My kids used to go to private school - there is good and bad about both. The private school they went to was very small - the good was we all knew each other-it was family like. We did have an incident there once, I contacted the administrator (same type position as principal) - when I mentioned it was a small issue, she corrected that it was not and that it would be taken care of. I had no doubt it would be and never had a problem again. And being in private does not prevent bullying and sexual talk - it is easier to squash it once it starts if you have a very good school administrator but it doesn't stop it from starting.
The bad - it was small...you were limited on teacher knowledge .... ie one teacher would need to teach more than one subject matter so for instance my daughter did a project on dolphins - my daughter interviewed a marine biologist specializing in whales and dolphins so in her report she wrote that dolphins live in the oceans and rivers. The teacher corrected it saying that dolphins do not live the rivers - untrue there is a river dolphin --- quite rare species but there is a river dolphin. Similar for things like foreign languages you are limited because money-wise to pay for a teacher specializing in Spanish or French or other - it doesn't make sense.
So as they approached middle school - and we moved to a better school system it made sense academically to attend public. And you cannot keep your child sheltered forever even if you were to home-school. At some point they need to enter the "real" world.

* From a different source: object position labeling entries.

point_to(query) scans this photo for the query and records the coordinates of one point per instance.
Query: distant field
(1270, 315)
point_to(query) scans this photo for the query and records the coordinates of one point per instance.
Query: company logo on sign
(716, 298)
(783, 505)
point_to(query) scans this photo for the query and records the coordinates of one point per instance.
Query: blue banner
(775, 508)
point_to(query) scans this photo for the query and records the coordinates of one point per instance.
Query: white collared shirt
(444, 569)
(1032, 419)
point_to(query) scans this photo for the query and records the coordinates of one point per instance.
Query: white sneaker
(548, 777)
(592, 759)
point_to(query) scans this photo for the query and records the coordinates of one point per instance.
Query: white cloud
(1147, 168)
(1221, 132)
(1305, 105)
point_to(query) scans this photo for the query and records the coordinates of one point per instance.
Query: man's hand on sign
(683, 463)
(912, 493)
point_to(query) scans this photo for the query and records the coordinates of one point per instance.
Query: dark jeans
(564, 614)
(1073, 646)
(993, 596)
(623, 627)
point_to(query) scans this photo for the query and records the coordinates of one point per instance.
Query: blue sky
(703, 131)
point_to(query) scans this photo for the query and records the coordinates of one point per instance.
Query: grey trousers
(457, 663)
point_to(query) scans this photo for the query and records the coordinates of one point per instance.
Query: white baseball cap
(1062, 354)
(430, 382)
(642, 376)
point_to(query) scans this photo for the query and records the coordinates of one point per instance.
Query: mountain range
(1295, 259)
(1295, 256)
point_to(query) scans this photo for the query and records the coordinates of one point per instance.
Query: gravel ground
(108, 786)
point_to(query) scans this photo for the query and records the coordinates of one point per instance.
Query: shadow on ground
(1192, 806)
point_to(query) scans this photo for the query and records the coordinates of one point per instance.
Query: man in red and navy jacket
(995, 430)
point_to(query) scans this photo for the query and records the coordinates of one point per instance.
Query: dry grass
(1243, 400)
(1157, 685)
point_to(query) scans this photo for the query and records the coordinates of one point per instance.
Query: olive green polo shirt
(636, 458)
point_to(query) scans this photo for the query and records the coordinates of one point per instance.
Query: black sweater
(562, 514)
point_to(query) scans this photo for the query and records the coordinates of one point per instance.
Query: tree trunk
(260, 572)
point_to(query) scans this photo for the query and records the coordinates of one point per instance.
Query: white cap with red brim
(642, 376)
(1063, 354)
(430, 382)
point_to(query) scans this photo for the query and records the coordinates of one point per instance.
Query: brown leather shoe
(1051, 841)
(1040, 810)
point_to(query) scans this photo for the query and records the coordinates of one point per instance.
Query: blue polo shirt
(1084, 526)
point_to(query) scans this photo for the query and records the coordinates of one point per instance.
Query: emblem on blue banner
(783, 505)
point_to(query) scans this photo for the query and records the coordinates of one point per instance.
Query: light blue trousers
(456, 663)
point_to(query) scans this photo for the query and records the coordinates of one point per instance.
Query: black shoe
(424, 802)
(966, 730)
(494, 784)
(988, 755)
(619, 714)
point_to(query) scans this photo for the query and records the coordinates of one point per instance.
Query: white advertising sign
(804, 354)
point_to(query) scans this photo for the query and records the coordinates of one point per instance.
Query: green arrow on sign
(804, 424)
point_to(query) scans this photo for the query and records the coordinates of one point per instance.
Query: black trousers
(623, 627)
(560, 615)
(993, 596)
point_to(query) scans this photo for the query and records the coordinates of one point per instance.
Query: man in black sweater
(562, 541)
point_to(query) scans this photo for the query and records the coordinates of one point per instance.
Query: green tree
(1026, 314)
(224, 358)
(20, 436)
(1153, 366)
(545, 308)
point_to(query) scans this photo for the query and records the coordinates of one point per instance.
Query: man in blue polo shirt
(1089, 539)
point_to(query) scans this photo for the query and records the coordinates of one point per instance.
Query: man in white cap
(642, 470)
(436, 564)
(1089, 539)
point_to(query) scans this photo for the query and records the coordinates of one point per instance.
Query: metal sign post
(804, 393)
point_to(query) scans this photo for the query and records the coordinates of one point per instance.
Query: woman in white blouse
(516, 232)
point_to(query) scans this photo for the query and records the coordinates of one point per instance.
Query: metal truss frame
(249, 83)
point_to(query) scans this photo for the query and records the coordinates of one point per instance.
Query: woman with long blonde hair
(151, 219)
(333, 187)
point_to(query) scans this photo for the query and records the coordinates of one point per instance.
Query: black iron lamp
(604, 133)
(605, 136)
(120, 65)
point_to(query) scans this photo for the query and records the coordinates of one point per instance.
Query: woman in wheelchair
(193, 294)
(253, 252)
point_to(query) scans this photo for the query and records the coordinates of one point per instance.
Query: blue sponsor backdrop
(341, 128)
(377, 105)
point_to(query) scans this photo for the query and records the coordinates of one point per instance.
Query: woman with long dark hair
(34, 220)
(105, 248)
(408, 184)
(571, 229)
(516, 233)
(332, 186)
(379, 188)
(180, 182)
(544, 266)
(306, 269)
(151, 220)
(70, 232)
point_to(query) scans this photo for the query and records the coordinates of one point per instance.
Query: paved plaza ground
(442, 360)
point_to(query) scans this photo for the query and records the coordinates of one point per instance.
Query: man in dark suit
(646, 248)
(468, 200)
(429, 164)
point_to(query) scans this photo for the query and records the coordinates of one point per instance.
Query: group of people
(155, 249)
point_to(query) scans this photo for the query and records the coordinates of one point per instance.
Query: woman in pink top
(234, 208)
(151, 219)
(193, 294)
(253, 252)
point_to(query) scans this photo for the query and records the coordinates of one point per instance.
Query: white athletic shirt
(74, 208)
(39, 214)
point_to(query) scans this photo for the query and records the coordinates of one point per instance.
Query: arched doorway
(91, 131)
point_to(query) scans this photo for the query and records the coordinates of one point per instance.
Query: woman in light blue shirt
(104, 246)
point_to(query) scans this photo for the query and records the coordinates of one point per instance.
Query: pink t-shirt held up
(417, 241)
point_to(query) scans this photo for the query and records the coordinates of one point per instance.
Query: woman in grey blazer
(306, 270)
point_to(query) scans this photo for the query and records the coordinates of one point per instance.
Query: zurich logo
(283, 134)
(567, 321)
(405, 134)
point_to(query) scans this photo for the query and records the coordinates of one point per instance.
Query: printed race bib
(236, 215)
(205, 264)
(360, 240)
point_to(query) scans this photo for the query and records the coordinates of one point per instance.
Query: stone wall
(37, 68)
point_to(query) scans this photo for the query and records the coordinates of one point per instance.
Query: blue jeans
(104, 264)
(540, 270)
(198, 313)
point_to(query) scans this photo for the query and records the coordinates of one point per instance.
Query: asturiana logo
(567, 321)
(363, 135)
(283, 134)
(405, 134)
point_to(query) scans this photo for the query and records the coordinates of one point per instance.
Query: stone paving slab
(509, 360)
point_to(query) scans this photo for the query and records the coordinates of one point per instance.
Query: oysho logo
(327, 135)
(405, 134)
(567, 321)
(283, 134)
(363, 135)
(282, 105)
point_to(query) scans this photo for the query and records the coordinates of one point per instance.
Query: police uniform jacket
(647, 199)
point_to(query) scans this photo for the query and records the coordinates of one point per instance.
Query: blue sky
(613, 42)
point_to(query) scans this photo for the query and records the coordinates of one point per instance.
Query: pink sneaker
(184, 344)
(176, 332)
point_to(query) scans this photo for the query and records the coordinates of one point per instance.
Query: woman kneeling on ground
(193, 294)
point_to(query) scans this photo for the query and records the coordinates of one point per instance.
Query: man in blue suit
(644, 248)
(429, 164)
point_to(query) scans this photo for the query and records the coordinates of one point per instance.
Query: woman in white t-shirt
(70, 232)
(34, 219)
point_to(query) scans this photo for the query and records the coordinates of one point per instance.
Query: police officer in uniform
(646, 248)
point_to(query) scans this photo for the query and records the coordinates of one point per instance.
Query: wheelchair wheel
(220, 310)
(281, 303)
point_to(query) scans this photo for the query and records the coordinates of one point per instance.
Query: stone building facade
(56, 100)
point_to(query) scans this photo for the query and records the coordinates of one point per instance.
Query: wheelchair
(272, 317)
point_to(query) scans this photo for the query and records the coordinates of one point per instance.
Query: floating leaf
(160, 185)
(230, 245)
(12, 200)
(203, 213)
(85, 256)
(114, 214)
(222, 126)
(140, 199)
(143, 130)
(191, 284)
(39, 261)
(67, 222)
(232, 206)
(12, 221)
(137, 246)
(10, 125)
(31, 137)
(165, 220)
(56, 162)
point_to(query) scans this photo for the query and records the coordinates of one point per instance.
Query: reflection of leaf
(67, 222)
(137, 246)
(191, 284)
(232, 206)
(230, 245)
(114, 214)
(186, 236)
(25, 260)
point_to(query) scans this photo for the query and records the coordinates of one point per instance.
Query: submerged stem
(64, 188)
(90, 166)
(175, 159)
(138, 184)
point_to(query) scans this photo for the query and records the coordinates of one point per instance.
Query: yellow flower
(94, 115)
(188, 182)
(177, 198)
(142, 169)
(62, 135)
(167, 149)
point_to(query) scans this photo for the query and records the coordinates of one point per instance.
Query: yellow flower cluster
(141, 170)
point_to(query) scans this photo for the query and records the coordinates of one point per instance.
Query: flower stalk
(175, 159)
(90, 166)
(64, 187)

Funny my older daughter is a senior - one of the colleges she applied to is a Christian college. Their essays as you would suspect were a bit different. In one she wrote how attending a public school after attending a private Christian school made her a better Christian. I think it solidifies your beliefs - and makes you stronger when you have to deal with people who may not have as strong as values or different values than your own. It opens your eyes to others and their values and allows you to think about what is important to you and what you value. At some point your children are going to need to learn to work/handle others that are different than you and have different values good, bad or simply just different. Better they do so when they are in your home and can discuss it with you, than away at college or after in their own apartment or at work.
Is it perfect - no - but neither was private school. As long as the school is willing to help out and put a stop to this behavior my daughter will learn from it and it will help her in the future how to appropriately deal with it.